Would love to hear more details on how this happened if you don't mind sharing.


I'll take any excuse to talk about myself ;) Thank you for being curious -

I just absolutely do not buy that I took ~5 CS classes and did a great job on the interview questions.

I don't think I did a great job -- but, I was a deeply specialized self-taught iOS engineer who had built a point of sale.

When you're at Google, work is more episodic and less in-depth, so I had a seemingly unusually wide and in-depth knowledge base.

And iOS devs were considered hard to get. And Google had a special focus internally on getting iOS-specific interviewers who, at least in 2016, usually did a lot of work with non-iOS specialists.

So you have these sort of inherent biases towards me seeming relatively impressive to their day-to-day experience with other Googlers. Then, I'm fairly convinced the leetcode problems we do add a significant "luck" portion.
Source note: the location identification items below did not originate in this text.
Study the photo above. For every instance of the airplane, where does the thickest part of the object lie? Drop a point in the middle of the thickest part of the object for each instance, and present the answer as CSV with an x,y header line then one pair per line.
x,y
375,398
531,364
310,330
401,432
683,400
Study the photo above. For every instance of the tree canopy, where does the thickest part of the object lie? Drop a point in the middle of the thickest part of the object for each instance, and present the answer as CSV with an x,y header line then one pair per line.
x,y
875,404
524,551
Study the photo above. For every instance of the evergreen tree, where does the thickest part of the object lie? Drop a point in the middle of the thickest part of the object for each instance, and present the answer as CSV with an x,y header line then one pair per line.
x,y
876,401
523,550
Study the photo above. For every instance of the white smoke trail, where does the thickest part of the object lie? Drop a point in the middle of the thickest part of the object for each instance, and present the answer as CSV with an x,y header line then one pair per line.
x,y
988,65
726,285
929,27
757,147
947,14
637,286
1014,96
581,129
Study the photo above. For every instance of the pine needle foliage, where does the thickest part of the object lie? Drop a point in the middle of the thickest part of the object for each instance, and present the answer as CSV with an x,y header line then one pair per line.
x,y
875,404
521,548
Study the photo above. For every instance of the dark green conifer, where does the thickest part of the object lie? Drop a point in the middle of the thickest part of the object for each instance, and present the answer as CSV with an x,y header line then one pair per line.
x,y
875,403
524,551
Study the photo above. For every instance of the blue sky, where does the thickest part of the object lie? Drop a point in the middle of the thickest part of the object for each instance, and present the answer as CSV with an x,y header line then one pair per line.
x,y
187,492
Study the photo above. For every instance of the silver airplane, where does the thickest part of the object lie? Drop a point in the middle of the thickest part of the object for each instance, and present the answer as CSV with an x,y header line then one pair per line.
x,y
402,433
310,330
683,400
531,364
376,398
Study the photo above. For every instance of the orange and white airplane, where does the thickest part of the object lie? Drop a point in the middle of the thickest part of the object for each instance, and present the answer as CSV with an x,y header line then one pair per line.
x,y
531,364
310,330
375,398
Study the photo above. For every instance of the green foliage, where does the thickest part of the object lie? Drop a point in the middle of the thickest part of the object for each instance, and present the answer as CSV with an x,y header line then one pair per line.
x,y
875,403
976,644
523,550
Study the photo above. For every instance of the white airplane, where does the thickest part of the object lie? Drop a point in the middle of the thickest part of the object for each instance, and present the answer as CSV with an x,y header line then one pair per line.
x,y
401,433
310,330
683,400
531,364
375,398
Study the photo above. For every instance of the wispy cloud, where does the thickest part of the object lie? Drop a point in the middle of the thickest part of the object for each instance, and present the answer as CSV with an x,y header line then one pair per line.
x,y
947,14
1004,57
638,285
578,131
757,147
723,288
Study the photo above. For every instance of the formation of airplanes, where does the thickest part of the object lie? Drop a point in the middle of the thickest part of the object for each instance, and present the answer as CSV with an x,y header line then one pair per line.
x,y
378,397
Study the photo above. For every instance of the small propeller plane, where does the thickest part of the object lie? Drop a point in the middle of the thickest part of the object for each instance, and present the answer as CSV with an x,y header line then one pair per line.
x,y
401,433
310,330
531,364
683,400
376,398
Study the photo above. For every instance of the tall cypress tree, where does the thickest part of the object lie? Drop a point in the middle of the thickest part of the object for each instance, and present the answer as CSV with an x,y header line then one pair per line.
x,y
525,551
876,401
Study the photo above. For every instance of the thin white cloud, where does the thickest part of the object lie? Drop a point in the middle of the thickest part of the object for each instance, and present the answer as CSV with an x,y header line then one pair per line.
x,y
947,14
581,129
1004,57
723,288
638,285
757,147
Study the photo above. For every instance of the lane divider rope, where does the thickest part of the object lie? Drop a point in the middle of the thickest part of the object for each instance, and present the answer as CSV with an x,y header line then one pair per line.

I spent about 6 hours a day, 6 weeks before interviews, in Cracking the Coding Interview and was still missing problems in the 1st chapter towards the end.

I'm selling myself short, probably. But looking back, I see it as luck, structural factors, and what pushed it over the top was focusing on communication / thinking out loud in the interviews. As long as you're intelligent, familiar with the material, and your interlocutor is having an okay day, you'll come off well.